On a day-to-day basis, teachers can continue encouraging their students to
take ownership of their own learning by employing small strategies that will surely
leave a big impact. These include giving students a choice on how to present their
findings when carrying out a project, asking open-ended questions which invite
students to think critically and organising learning activities which require students to
plan, discuss, share ideas and collaborate together. It would be ideal if students are
exposed to these type of activities from a very early age, that is, during their primary
school years.

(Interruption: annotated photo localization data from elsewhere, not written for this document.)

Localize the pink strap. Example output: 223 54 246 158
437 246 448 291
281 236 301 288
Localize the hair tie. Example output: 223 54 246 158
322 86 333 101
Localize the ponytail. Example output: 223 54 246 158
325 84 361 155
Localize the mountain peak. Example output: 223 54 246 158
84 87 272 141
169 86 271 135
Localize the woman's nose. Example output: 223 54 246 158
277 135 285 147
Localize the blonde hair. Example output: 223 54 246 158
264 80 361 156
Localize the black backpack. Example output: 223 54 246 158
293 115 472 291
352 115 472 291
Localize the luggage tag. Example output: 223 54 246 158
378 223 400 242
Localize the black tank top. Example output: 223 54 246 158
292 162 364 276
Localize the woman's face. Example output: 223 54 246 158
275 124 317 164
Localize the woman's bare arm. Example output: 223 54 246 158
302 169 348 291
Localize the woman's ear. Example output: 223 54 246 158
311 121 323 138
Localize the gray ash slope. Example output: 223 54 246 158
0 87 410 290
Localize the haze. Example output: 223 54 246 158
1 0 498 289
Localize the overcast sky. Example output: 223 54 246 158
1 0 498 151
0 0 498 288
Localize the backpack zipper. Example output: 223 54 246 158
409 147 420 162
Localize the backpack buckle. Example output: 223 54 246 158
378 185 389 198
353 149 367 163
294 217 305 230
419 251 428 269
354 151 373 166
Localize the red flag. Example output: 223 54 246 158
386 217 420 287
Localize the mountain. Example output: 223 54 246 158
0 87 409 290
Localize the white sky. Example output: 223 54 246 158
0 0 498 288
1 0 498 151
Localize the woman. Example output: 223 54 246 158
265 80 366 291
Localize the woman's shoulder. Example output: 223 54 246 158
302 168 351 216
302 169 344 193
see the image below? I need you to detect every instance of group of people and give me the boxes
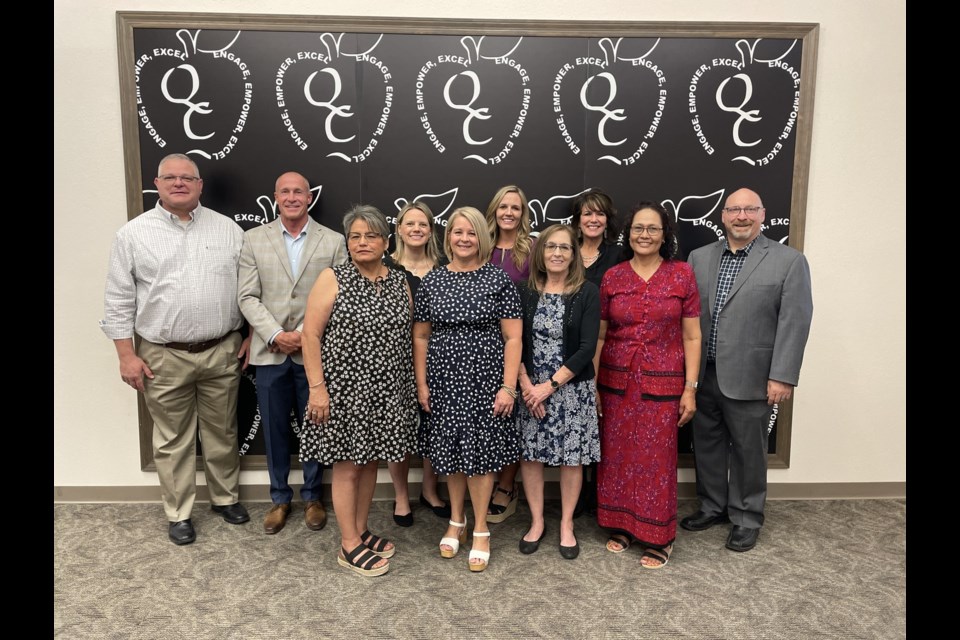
[102,152,813,577]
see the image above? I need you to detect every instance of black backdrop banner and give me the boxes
[118,13,818,471]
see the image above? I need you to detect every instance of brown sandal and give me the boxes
[605,533,632,554]
[640,544,673,569]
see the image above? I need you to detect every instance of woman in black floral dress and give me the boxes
[514,224,601,560]
[300,205,417,577]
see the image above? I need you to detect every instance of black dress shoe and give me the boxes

In this way, being self-directed with regards to their studies becomes
second nature to them.
I believe that the flipped learning technique will be especially useful when the
‘Learning Outcome Frameworks’ (LOFs) start being implemented in our senior schools
in September 2020. This is because the aim of the LOFs “is to free schools and learners
from centrally-imposed knowledge-centric syllabi, and give them the freedom to
develop programmes that fulfil the framework of knowledge, attitudes and skill-
based outcomes that are considered national education entitlement of all learners in
Malta” (Attard Tonna & Bugeja, 2016, p. 170). With less emphasis being placed on
knowledge and more focus being placed on skills, the flipped learning technique
would hence be ideal since it frees up class time allowing teachers to organize
activities which promote the acquisition of higher-order thinking skills.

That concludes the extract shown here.